Expect, of course, it isn't like that. If I take my 88 year history of daily returns on the S&P 500, I find that the average annual worst loss is $47, not $26 as predicted by the normal. Over time these differences become bigger. The worst day over the past 88 years would give me the losses of $229 on 19 October 1987. Using volatility to measure risk would have lulled me into complacency.

I would have been eaten by a dragons.

This is summarised in the following figure which shows both the type of losses I would expect if I used the normal distribution and actually what happened.

Volatility can only be an accurate measure of risk *if and only* if returns are normally distributed. And since they are not, volatility is an insufficient and can be a very misleading measure of risk. Often times it doesn't really matter all that much, the simplicity of volatility is all that we need in most cases.

If however we do care about the dragons, then be aware, they only bite us in times of stress. Volatility can not tell us anything about when that will happen.

Next time you hear someone use volatilities or standard deviations as measures of risk, especially extreme risk, remember that it is not so.
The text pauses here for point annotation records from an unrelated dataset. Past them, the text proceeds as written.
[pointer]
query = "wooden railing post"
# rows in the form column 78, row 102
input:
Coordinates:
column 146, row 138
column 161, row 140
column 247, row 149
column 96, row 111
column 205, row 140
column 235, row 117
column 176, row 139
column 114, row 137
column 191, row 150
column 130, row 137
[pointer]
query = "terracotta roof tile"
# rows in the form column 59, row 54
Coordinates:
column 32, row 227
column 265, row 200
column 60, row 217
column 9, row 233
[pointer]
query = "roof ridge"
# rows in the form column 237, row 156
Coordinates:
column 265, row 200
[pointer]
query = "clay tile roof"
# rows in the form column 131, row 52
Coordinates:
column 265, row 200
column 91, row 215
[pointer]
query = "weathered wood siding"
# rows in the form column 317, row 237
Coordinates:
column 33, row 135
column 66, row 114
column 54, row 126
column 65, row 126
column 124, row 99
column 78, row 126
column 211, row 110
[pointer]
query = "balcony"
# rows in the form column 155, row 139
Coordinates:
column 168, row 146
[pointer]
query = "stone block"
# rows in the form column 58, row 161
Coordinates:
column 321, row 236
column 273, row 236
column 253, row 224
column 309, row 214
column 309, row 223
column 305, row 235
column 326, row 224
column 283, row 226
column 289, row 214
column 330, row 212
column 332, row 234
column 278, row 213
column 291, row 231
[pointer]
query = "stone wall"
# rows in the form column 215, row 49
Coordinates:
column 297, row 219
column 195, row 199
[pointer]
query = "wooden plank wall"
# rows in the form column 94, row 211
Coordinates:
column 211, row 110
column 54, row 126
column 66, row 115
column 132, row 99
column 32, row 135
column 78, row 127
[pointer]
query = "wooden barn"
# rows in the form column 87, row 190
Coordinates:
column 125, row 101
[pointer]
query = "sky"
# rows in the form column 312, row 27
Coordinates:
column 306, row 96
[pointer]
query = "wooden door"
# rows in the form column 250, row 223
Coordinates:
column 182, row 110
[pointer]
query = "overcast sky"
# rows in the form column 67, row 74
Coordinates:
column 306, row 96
There is nothing new about this analysis, researchers have known about the fat tail problems for over 50 years, ever since the work of the future Nobel Prize winner Eugene Fama in 1963 and his PhD advisor Benoit B. Mandelbrot in the same year.

Still, even people and institutions that we would expect to know better can express surprising views on tail risk.

So if volatility and the normal distribution are not sufficient, what can we do? There are strategies, but none are easy. It requires better trained staff, faster computers, more time to create models, it is more expensive to hedge against tail risk and is harder to explain. So, it is about resources and communication and expectations. It is hard enough to talk about volatility in an accurate way to nonspecialists, any discussion of fat tails tends to go over the heads of most decision-makers.

There are two different avenues one can take. The first is based on understanding the deep nature of where risk is, how the people who work in the financial system interact and how they create risk. Use endogenous risk. Perhaps model the political risk.

If that is too complicated, we can just take a purely statistical approach, extreme value theory, or EVT. EVT is based on using the most extreme outcomes in a sample of observations of some object of interest to project the tail of the distribution of those objectives all the way to infinity.

As the next figure shows, we get much closer to what has been observed in history and the once in a millennium prediction is certainly much more realistic than the normal distribution predicts.

It isn't perfect, EVT depends on strong distributional assumptions likely to be violated in practice and it is difficult to find the right tuning parameters for the procedure. Still, it is the only game in town when it comes to using a purely statistical procedure to forecast extreme losses.